Introduction

Top-down analysis of whole proteins is a rapidly expanding area in mass spectrometry attributable to several unique capabilities [1,2,3,4,5,6,7,8,9,10,11]. Proteins synthesized from a single gene can exist in several unique molecular forms because of events such as genetic mutation, alternative splicing, and post-translational modifications [12]. Top-down mass spectrometry makes it possible to distinguish these proteoforms and their biological roles [13]. Additionally, information about three-dimensional structure can be obtained through fragmentation of whole proteins and protein complexes [14, 15]. The suite of widely available methods for top-down fragmentation includes electron capture dissociation, electron transfer dissociation (ECD, ETD) [16, 17], and higher-energy collisional dissociation (HCD) [18], with ultraviolet photodissociation (UVPD) also rising in popularity [19]. Relative to peptides, whole proteins are much larger molecules with vastly more atoms and vibrational degrees of freedom. To fragment such large species requires either (1) significantly higher total energy input or (2) weakening of specific bonds [20]. HCD operates under the first principle whereas ECD/ETD utilize primarily the second, and UVPD likely functions via a combination of both. Regardless of which fragmentation paradigm is relevant for a given experiment, the potential for fragmenting the same protein multiple times must be considered. In other words, multiple photons or electrons can initiate independent fragmentation events, or for HCD the energy can be sufficiently high that product ions subsequently undergo secondary fragmentation.

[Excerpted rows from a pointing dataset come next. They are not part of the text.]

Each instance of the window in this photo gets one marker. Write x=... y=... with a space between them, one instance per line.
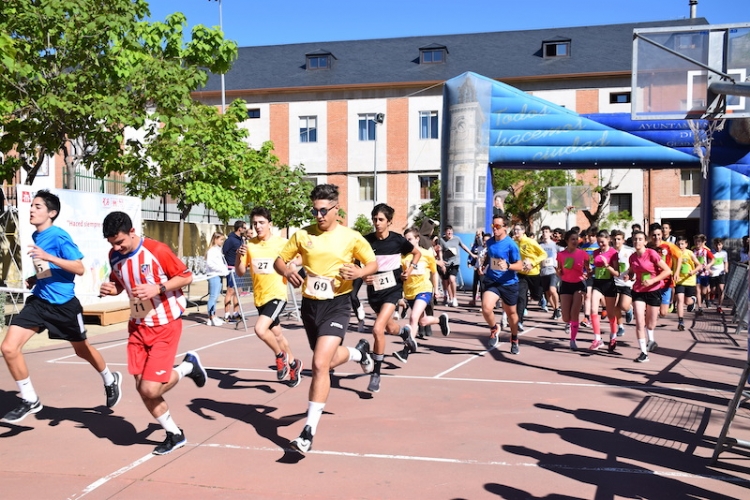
x=318 y=61
x=366 y=188
x=432 y=56
x=620 y=203
x=308 y=130
x=556 y=49
x=367 y=126
x=690 y=182
x=619 y=97
x=425 y=186
x=428 y=125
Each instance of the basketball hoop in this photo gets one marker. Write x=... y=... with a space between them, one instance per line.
x=702 y=139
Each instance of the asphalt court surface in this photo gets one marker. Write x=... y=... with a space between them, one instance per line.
x=457 y=421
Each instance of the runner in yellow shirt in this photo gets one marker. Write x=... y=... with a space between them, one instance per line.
x=328 y=250
x=269 y=292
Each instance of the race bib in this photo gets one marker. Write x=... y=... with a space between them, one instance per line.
x=383 y=281
x=263 y=266
x=42 y=269
x=498 y=264
x=140 y=309
x=319 y=287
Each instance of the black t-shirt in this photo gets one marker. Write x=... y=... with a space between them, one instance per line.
x=388 y=253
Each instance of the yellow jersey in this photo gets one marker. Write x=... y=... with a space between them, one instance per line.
x=259 y=258
x=419 y=279
x=323 y=254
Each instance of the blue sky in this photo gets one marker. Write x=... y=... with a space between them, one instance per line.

Cleaving the peptide backbone in multiple places creates internal fragment ions, which have not received significant attention in the literature and are typically ignored during analysis in most experiments. Furthermore, there is a general misunderstanding within the mass spectrometry community of the statistics of internal ions in top-down analysis. Because the number of possible internal ions grows significantly with protein size, it is often assumed that internal ions will consume most of the ion intensity when large proteins are fragmented. Only a few reports have examined internal ion generation within the context of peptide dissociation [21, 22]. From a top-down perspective, Kelleher and co-workers previously reported that inclusion of internal fragment ions can increase sequence coverage for smaller proteins [23].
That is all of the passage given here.